NEC SX Architecture
Vector processor + x86/Linux architecture - The new SX architecture
contains the Vector Engine (VE) and Vector Host (VH). The VE executes complete applications
while the VH mainly provides OS functions for connected VEs. The VE consists of
one vector processor with eight vector cores, using "high bandwidth memory" modules
(HBM2) for utmost memory bandwidth. The world's first implementation of one CPU
LSI with six HBM2 memory modules using a "chip-on-wafer-on-substrate" technology
(CoWoS) leads to the world-record memory bandwidth of 1.2 TB/s. It is connected
to the VH, a standard x86/Linux node, through PCIe. This new SX architecture, which
executes an entire application on the VE and the OS on the VH, combines highest
sustained performance, for which vector processors are famous, in a well-known x86/Linux
environment.
Extremely high capability core and processor with extremely high memory bandwidth
- The vector core on the VE processor is the most powerful single core in HPC as
of today, thus keeping the design philosophy from the previous SX series. With eight
cores the vector processor will execute applications with extremely high sustained
performance. It features 2.45 TF peak performance and 1.2 TB/s memory bandwidth
per processor. Different from standard processors, a vector architecture is known
to achieve a significant fraction of the peak performance on real applications.
NEC SX-Aurora TSUBASA Memory
The NEC Vector Engine Processor has a newly developed shared "Last-Level-Cache"
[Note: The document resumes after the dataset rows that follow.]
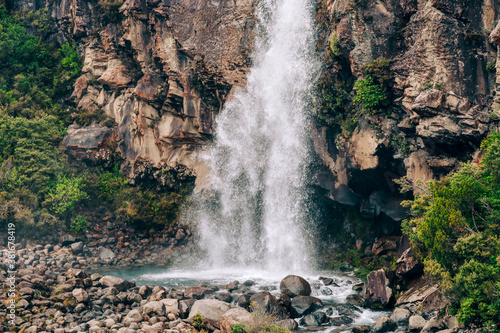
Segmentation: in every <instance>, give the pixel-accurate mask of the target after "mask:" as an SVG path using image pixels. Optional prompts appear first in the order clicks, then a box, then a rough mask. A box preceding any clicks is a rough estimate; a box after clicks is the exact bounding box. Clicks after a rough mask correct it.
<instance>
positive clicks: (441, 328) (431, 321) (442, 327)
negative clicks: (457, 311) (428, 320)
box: [420, 318, 446, 333]
mask: <svg viewBox="0 0 500 333" xmlns="http://www.w3.org/2000/svg"><path fill="white" fill-rule="evenodd" d="M444 329H446V324H445V322H444V320H443V319H437V318H432V319H430V320H429V321H428V322H427V323H426V324H425V325H424V327H423V328H422V331H420V332H421V333H435V332H437V331H441V330H444Z"/></svg>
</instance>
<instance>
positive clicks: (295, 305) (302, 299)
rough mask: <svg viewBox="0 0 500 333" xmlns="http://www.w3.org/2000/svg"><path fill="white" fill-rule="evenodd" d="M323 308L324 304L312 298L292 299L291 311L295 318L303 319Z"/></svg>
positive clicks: (293, 315)
mask: <svg viewBox="0 0 500 333" xmlns="http://www.w3.org/2000/svg"><path fill="white" fill-rule="evenodd" d="M321 307H323V302H322V301H321V300H320V299H318V298H316V297H312V296H297V297H294V298H292V304H291V305H290V310H291V312H292V316H293V317H294V318H298V317H302V316H304V315H307V314H309V313H312V312H314V311H316V310H317V309H319V308H321Z"/></svg>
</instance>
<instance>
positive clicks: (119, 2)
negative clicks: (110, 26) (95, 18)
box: [100, 0, 124, 23]
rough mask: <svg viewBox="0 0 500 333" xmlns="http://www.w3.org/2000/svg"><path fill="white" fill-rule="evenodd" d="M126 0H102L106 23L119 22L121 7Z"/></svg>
mask: <svg viewBox="0 0 500 333" xmlns="http://www.w3.org/2000/svg"><path fill="white" fill-rule="evenodd" d="M123 2H124V0H101V1H100V4H101V6H102V9H103V12H102V14H103V21H104V22H106V23H117V22H119V21H120V11H119V9H120V7H121V5H123Z"/></svg>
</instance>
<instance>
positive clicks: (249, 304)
mask: <svg viewBox="0 0 500 333" xmlns="http://www.w3.org/2000/svg"><path fill="white" fill-rule="evenodd" d="M238 306H241V307H242V308H244V309H247V310H249V309H250V296H248V295H241V296H240V297H238Z"/></svg>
(LLC), the first shared vector cache ever. This shared LLC serves all cores simultaneously,
and has a "write-back" policy, which means coherency between different cores, LLC
and memory is always easily ensured. At the same time this kind of architecture
lends itself easily to a shared memory parallelization, by autoparallelization or
OpenMP, while MPI would be used to parallelize over different Engines. The last
level cache has a line-size of 128 bytes, and some additional features are implemented
to increase the efficency for strided stores or scatter operations.
NEC utilizes the second generation of the "High Bandwidth Memory" standard (HBM2).
A HBM2 memory block is realized by stacking four or eight dies together, and it
achieves up to 200 GB/s bandwidth while providing either 4 or 8 GB of capacity.
Six of these memory blocks and the Vector Engine Processor are connected by means
of a "silicon interposer", a special die to mount on and that connects
memory and processor. They provide a total of 24 GB to 48 GB per Vector Engine and
industry-leading 1.2 TB/s bandwidth.
NEC SX-Aurora TSUBASA Interconnect
The NEC Vector Engine can communicate with other Vector Engines or x86 CPUs over shared memory, PCI Express or a high speed network.